MMDA’s ‘bullied’ blue boys: All in a day’s workBy Jodee A. Agoncillo
Philippine Daily Inquirer
He was not the first and surely won’t be the last. Saturnino Fabros shot to YouTube fame last month for standing up to a Volvo-driving bully, but he was only the latest in a long list of traffic aides who had been taunted or assaulted while trying to impose order on the mean streets of Metro Manila.
In February this year, Raul Reoteres was mauled by around 30 men whose drag race he tried to break up on Diosdado Macapagal Boulevard in Pasay City. In 2011, Larry Fiala was shot three times in San Juan while chasing a violator of the number coding scheme.
They’re no saints, no robots, and they have their own share of bad eggs in their ranks. But the “blue boys” (and girls) of the Metropolitan Manila Development Authority (MMDA) perform one of the most hazardous jobs in the government.
They are trained to show proper decorum in apprehending traffic violators, but there are no black-and-white rules to guide them when dealing with bullies and so-called untouchables, according to Danilo Parreño, chief of the MMDA Western Traffic Enforcement Division.
“That’s one of the difficult parts of the job. You don’t really know who you’re facing. You wouldn’t know if (the motorist) has a gun or what,” Parreño said. “If he’s armed, would you still try to book him?”
He said trouble usually starts when the motorist snarls back: “Hindi mo ba ’ko kilala? (Don’t you know who you’re dealing with?)”
The MMDA does not issue firearms to traffic aides, though Parreño conceded that some officers may be keeping guns in their private capacity. The blue boys used to wield nightsticks and carry tear gas canisters in the mid-’90s, but reports of rampant abuses led to their total disarming.
Before they are deployed, they undergo a series of seminars and tests at the agency’s Traffic Academy in Sta.
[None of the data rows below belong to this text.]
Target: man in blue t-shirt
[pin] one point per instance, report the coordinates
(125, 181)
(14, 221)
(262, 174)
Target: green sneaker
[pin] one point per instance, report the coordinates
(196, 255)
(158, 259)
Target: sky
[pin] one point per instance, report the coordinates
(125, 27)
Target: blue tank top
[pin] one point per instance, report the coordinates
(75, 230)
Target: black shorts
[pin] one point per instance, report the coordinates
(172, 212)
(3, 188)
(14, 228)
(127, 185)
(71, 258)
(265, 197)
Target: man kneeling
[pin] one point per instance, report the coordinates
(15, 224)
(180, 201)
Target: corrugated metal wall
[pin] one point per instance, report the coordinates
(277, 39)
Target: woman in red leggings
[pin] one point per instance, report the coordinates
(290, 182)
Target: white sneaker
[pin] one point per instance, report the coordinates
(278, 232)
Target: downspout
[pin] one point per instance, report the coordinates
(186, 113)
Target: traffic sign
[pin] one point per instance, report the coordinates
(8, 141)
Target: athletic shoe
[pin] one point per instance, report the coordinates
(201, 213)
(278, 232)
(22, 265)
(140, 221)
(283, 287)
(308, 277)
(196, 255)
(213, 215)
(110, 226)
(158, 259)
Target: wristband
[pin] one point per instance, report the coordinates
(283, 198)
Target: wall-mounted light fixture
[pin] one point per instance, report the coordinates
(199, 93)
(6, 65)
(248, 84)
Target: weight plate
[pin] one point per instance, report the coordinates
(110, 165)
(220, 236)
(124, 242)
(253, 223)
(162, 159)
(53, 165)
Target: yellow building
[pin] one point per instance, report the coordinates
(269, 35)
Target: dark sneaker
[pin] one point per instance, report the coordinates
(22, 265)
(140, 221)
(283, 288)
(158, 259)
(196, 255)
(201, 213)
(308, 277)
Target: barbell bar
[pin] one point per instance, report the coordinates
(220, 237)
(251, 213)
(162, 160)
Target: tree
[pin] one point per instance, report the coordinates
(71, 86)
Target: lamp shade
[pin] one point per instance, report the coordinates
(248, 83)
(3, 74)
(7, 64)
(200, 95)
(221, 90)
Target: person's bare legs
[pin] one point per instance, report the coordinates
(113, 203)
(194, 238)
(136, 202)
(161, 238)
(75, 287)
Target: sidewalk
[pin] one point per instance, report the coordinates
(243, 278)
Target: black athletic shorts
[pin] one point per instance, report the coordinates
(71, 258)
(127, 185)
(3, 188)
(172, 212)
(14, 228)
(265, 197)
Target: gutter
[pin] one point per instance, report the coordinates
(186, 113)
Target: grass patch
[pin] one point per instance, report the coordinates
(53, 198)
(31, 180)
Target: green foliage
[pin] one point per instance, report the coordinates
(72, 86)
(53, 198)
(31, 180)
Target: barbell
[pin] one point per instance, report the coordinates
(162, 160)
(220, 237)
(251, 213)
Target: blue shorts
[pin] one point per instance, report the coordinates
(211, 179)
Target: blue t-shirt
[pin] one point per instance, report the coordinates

Mesa, Manila. A high school graduate can take the entry-level position of Traffic Constable 1 by completing a 45-day seminar. Other seminars teach a range of skills that include basic self-defense.
Still, there is no textbook procedure for dealing with awkward or potentially dangerous situations. “Sometimes, the violators are policemen or public officials. How would an enforcer know especially if these officials are not in uniform?”
Traffic Operation Officer 3 Ruby Bron recounted how a motorist she apprehended in 2007 for driving a colorum vehicle brandished a gun to scare her. The motorist turned out to be a policeman in civilian clothes; at the sight of the gun, she was forced to withdraw.
‘Son of politician’
For Oliver Bunuan, road bullies come in many varieties, the most typical being those who claim to be “the son of this or that politician, etc.” He admitted that he usually let these arrogant violators go, thinking they would eventually “meet their match.”
For “evidence,” Bunuan said, he tries to capture such touchy encounters on video with his cell phone camera.
Some motorists, after being forced to surrender their licenses, retaliate by filing counter-complaints.
Cesar Bondoc, who manned the streets for 15 years and is now posted at the MMDA Command Center, said he once flagged down a female driver who feigned ignorance of the number coding scheme.
The woman later questioned the citation and filed a complaint in the MMDA, forcing Bondoc to spend extra for transportation just to attend the hearings beyond his work hours. The complaint did not prosper.
“Some motorists have this mentality: ‘If you wasted my time, then I’ll also waste yours.’ This poses an additional burden to an MMDA enforcer who has worked all day on the street,” Parreño said.
Hence, one could not really blame some traffic enforcers when they show some leniency. “Sometimes they really just let a violator go to avoid going through all that trouble,” he said.
Rising from the ranks may be hard for traffic aides without additional training or accreditation. Without passing the civil service exams, one could remain a Constable 1 despite long years of service, receiving only about P10,000 a month.
A Constable 2 gets around P12,000; Constable 3, P15,000; Traffic Operations Officer 1, P20,000; and Officer 2, P25,000, according to Parreño.
The MMDA allots a P5,000 clothing allowance per traffic aide. Looking smart and tough is crucial: Road bullies usually get more aggressive when they see that they are dealing with a timid, lousily dressed enforcer.
Bondoc conceded that motorists tend to look down on his line of work. Now in his 40s, he started working at the MMDA at age 25. A mechanical engineering graduate of Manuel L. Quezon University, Bondoc said he took the government job after three years of being a contractual worker in the private sector.
He said he didn’t take much pride in his work at first, but later realized the importance of what he and his peers do in addressing Metro Manila’s perennial traffic jams.
He has practically memorized all the traffic regulations, but knows that such mastery is not enough.
Back when he was still assigned in the field, he said, “I was never afraid to apprehend congressmen or lawyers. I hold on to the principle: No one is above the law. This makes me confident about my job to this day.”